N. Korea as nuclear state
Completely different approach needed
North Korea has identified itself as a nuclear state in the preface of its revised constitution, casting a dark cloud over the stalled six-party denuclearization talks on the Stalinist country’s nuclear weapons program. The constitution was revised at last month’s meeting of the rubber-stamp Supreme People’s Assembly and the foreword says former leader Kim Jong-il changed the North into a ``nuclear power and invincible military superpower.’’
North Korea’s stubborn and wayward pursuit of nuclear weapons, which has continued over the past decades, disregarding international calls to halt the weapons program, is deplorable enough and now the denuclearization talks are as good as dead.
The United States, one of the six nations participating in the talks, made clear that it will never recognize the North as a nuclear state. The other participating nations in the talks are South and North Korea, China, Japan and Russia.
South Korea, for its part, made clear its stance of not accepting North Korea as a nuclear state. ``Denuclearization of the Korean Peninsula is our coherent principle. North Korea should observe the joint declaration on the nuclear-free peninsula,’’ a South Korean foreign ministry official was quoted as saying.
It’s not difficult to understand the reason why North Korea has inscribed its status as a nuclear weapons state in its constitution. More than anything else, North Korea is apparently seeking to be treated as a nation possessing nuclear weapons outside the framework of the nuclear Nonproliferation Treaty (NPT). At present, there are two kinds of nuclear states; one group includes the United States, Russia, China, Britain and France that are exceptionally recognized as nuclear powers within the framework of the NPT and the other group includes Israel, India and Pakistan that didn’t join the pact but have been recognized as de-facto nuclear states. Indeed the North wants to change the current ``NPT plus 3’’ formula into the ``NPT plus 4.’’

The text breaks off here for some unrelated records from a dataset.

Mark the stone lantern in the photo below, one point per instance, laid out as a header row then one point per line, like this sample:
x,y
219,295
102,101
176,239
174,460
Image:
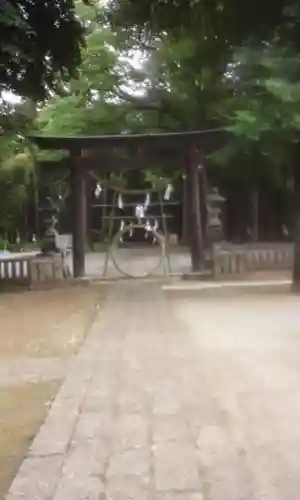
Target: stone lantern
x,y
49,239
214,210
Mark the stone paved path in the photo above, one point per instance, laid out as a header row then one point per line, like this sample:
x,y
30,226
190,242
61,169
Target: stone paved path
x,y
175,400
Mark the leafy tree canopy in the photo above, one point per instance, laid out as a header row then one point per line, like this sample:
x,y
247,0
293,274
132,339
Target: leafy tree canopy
x,y
39,40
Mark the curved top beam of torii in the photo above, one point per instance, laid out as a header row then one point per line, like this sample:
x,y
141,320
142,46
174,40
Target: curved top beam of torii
x,y
173,141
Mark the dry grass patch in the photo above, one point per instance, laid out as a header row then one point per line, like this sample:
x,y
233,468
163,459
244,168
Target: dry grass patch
x,y
22,412
46,323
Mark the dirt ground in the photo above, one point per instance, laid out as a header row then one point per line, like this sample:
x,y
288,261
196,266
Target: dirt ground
x,y
44,324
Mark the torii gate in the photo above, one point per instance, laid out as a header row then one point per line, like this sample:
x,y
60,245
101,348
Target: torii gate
x,y
94,152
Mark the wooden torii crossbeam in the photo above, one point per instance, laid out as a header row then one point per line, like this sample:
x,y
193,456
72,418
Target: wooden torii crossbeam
x,y
190,146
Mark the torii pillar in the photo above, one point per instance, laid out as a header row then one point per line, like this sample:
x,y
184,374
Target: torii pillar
x,y
79,214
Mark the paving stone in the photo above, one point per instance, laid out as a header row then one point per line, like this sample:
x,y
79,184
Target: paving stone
x,y
88,458
175,467
92,426
169,428
130,463
179,496
37,479
54,436
131,431
202,381
80,488
127,488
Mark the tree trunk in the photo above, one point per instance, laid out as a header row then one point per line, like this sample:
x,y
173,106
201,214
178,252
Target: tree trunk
x,y
254,215
296,267
195,226
185,215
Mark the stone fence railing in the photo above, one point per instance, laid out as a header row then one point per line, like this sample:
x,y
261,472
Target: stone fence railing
x,y
29,269
244,259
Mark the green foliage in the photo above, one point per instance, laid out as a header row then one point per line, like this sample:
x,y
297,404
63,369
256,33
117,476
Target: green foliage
x,y
39,41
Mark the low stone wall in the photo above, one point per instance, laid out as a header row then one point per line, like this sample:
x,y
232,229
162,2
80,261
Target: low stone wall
x,y
30,270
244,259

It’s also easy to infer that the reclusive country will increase its leverage during negotiations, not only by using nukes as a bargaining tool but in seeking to push for disarmament talks as a nuclear-armed country. North Korea also appears eager to go head to head with the United States by simultaneously developing
long-range missiles that could hit mainland America, thereby limiting the chances of the superpower pursuing military intervention in the Korean Peninsula.
The inclusion of the phrase about being a nuclear state is also seen as a move to placate North Koreans who still harbor suspicions of the new leadership under Kim Jong-un who inherited power from his father.
Now the prospect for North Korea’s nuclear weapons program is murky as the North and the international community continue to confront each other, engaging in inconclusive arguments.
In a nutshell, the time has come for the international community to consider a new approach toward North Korea, completely different from the existing six-way talks.